Parenting blogger and lifelong, self-proclaimed hypochondriac Kathleen Dennehy is convinced her four-year-old’s health anxiety is a direct result of her own illness obsession. Dennehy was convinced she had polio at an early age and regularly fantasized about how she’d cope with her imminent paralysis. Now, her daughter drags herself around by her arms at bedtime exclaiming, “My legs just don’t work!” A recent cut on her finger resulted in the proclamation, “I need a whole new arm now! I need medicine!”
While there’s hard scientific evidence that anxiety can be passed on both genetically and through children mimicking their parents’ behaviors, Dennehy says her own mother was the opposite of a hypochondriac.
“My mom was a sickness denier.

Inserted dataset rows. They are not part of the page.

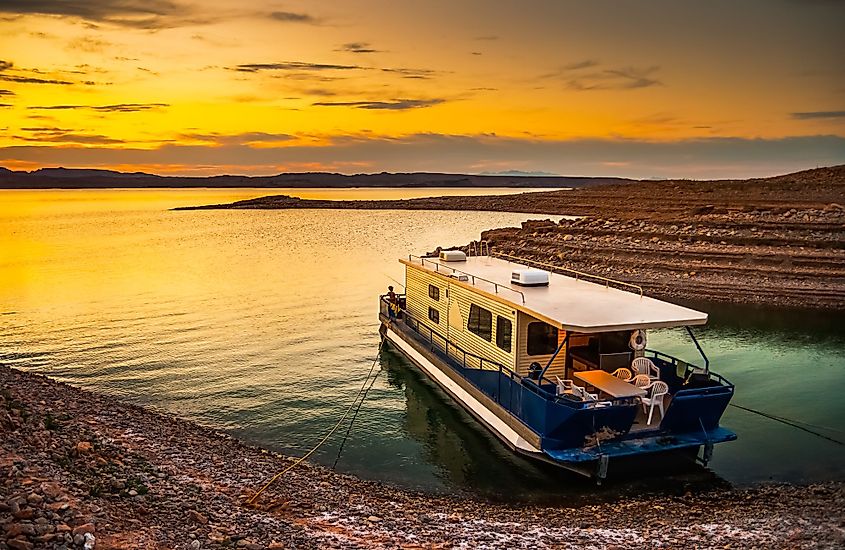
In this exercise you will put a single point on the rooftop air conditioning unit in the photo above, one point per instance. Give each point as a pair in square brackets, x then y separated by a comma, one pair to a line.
[530, 277]
[452, 256]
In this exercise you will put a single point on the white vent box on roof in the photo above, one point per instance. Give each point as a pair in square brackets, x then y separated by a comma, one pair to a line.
[530, 277]
[453, 256]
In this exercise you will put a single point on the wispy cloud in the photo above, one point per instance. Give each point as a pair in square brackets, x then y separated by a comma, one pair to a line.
[589, 74]
[357, 47]
[292, 66]
[812, 115]
[390, 105]
[245, 138]
[61, 135]
[116, 108]
[141, 14]
[292, 17]
[420, 74]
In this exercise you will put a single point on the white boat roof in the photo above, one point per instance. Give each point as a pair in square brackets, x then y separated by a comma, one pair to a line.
[567, 302]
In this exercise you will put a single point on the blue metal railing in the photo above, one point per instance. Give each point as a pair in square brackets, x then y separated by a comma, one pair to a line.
[689, 368]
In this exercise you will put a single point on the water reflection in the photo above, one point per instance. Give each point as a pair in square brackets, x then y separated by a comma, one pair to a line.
[473, 460]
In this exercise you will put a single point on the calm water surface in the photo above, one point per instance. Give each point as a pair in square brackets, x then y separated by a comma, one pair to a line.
[264, 323]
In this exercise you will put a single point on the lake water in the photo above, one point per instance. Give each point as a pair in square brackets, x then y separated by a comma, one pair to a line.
[264, 323]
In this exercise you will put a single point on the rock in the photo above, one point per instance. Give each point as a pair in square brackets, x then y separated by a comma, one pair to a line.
[84, 528]
[17, 529]
[197, 517]
[19, 544]
[51, 490]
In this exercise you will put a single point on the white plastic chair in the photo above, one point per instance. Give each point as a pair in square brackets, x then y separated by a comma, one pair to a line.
[641, 381]
[644, 365]
[623, 374]
[655, 397]
[564, 386]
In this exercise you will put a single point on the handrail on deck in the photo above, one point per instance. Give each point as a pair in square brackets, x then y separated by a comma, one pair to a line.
[438, 265]
[552, 267]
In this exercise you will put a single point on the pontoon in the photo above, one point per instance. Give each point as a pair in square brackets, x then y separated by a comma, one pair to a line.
[553, 361]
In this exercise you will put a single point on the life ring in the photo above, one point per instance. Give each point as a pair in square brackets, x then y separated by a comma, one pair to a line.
[638, 340]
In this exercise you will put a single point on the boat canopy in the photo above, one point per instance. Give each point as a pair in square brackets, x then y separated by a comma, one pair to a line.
[567, 302]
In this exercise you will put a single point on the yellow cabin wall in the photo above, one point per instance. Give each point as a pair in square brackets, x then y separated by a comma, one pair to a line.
[454, 296]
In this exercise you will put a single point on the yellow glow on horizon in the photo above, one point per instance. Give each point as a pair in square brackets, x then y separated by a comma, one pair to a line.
[448, 70]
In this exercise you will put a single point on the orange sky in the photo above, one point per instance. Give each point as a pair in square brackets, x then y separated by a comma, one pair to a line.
[649, 88]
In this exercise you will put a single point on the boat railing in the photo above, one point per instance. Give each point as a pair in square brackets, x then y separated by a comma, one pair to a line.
[689, 368]
[565, 270]
[470, 276]
[469, 360]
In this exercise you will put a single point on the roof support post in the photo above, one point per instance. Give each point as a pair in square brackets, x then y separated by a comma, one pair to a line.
[554, 355]
[701, 351]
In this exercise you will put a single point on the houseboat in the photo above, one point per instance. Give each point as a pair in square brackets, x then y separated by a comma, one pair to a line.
[555, 362]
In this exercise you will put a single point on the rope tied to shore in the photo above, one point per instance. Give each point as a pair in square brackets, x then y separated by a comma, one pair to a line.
[794, 424]
[325, 438]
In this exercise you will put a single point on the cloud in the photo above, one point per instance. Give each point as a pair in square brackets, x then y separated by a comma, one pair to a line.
[61, 135]
[291, 17]
[245, 138]
[391, 105]
[140, 14]
[694, 158]
[421, 74]
[33, 80]
[357, 47]
[588, 74]
[811, 115]
[116, 108]
[88, 44]
[292, 66]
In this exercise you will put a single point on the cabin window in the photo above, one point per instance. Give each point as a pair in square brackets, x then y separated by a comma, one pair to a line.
[504, 328]
[434, 292]
[480, 322]
[542, 338]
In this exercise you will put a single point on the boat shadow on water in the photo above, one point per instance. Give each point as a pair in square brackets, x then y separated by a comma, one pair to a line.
[475, 463]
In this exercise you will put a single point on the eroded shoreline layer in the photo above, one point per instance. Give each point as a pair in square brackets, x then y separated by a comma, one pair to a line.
[74, 462]
[775, 241]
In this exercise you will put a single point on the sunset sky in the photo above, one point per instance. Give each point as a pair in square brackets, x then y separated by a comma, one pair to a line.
[650, 88]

Her mom was a nurse and always sick or fearing sickness. My mom grew up always being dragged to doctors, so when we were growing up, she dragged us to school no matter what, even with pneumonia and appendicitis. We only went to hospitals and doctors when we fainted or began hemorrhaging. So I think my hypochondria was also a reaction to my mom’s seeming indifference to our real or imagined medical needs,” she says.
Many people told me that my own lack of health anxiety would go out the window when I had a baby of my own. While I admittedly spent the first week of my son’s life staring at him with arms outstretched like a spotter ready to flick away any germ or speck of dust or errant asteroid, that quickly faded. We eat off the floor together now. I let the dog wash his face. I tried to stop him from putting my iPhone in his mouth for a while because it’s both absolutely filthy and emits radiofrequency waves. Then I realized letting him suck on it kept him fully entertained long enough to afford me the essential two minutes of daily mom time that it takes me to brush my hair and put on clean underwear and I just let him do it.
I do have lifelong anxiety of my own, though, and have seen extensive evidence that I’ve inherited symptoms of my father’s combat PTSD. So if the theory that any anxiety disorder can lead to childhood hypochondria holds true, my son could be diagnosing himself with bubonic plague before he hits preschool.